Section 43: Power to restrict charges or impose requirements in relation to schemesSchedule 18: Power to restrict charges or impose requirements in relation to schemes
183.Section 43 and Schedule 18 allow the Secretary of State to make regulations to restrict charges or impose requirements on certain pension schemes. Schedule 18 allows for the making of regulations which set limits on or prohibit particular types of administration charges, or set requirements relating to the administration or governance of the scheme.
184.The regulations will apply to pension schemes of a type specified in the regulations. Different provision could be made for different types of scheme. For example, different charges may be allowed depending on the type or use of scheme. The regulations could also allow for the inclusion of schemes that are closed to new members or to new accruals.
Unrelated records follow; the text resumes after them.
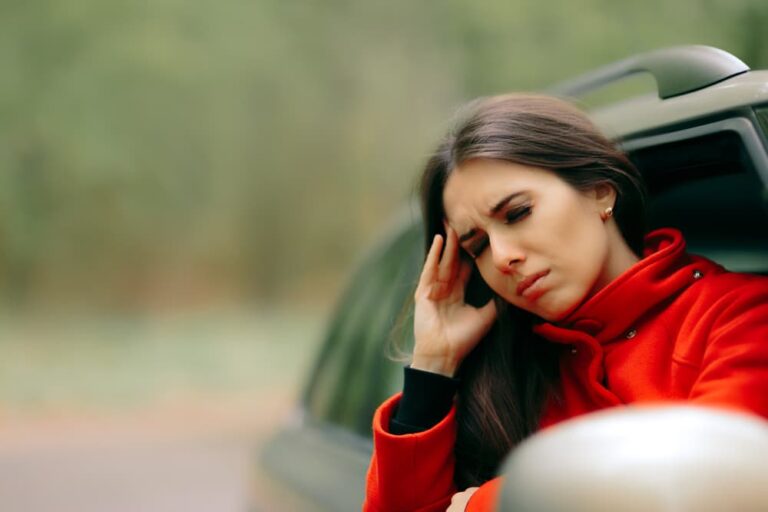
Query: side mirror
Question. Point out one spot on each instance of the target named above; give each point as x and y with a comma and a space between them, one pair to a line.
642, 459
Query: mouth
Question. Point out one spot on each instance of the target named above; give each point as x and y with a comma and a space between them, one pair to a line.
529, 281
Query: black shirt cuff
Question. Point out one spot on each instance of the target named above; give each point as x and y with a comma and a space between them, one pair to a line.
427, 398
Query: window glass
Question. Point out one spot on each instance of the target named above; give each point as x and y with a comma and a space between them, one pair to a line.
354, 374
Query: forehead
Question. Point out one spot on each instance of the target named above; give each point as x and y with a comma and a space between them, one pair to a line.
476, 186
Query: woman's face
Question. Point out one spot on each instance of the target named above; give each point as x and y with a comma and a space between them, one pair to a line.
538, 242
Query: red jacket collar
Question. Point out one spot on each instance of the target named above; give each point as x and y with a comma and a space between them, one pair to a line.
665, 270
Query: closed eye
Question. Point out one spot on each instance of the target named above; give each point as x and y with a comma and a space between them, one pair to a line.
476, 247
518, 214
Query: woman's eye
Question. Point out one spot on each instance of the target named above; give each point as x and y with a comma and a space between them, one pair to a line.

185.The provision allows the regulations to say that a scheme which does not comply cannot be a qualifying scheme for automatic enrolment purposes. Provisions about standards that must be complied with in order for a scheme to be used as a qualifying scheme will continue to be enforced via the employer compliance regime under the PA 2008.
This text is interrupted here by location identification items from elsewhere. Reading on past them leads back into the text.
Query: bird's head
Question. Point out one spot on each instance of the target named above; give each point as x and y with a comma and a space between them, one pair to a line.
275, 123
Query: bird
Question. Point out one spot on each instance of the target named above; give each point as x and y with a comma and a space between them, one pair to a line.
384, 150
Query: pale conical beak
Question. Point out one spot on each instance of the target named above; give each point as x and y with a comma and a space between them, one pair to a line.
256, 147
186.Schedule 18 also allows regulations to cover the enforcement of the quality standards by the Pensions Regulator (paragraph 3), including the imposition of compliance notices and penalties for non-compliance. As with other civil penalties, it will be a criminal offence to pay these penalties from scheme funds (paragraph 10). The compliance regime may also include the Financial Conduct Authority regulating compliance in contract-based schemes under the powers in the Financial Services and Markets Act 2000. The Schedule also provides that the regulations may allow certain provisions of the regulations to override scheme rules (paragraph 6). For example, if scheme rules currently prescribe a type or level of charge which is prohibited.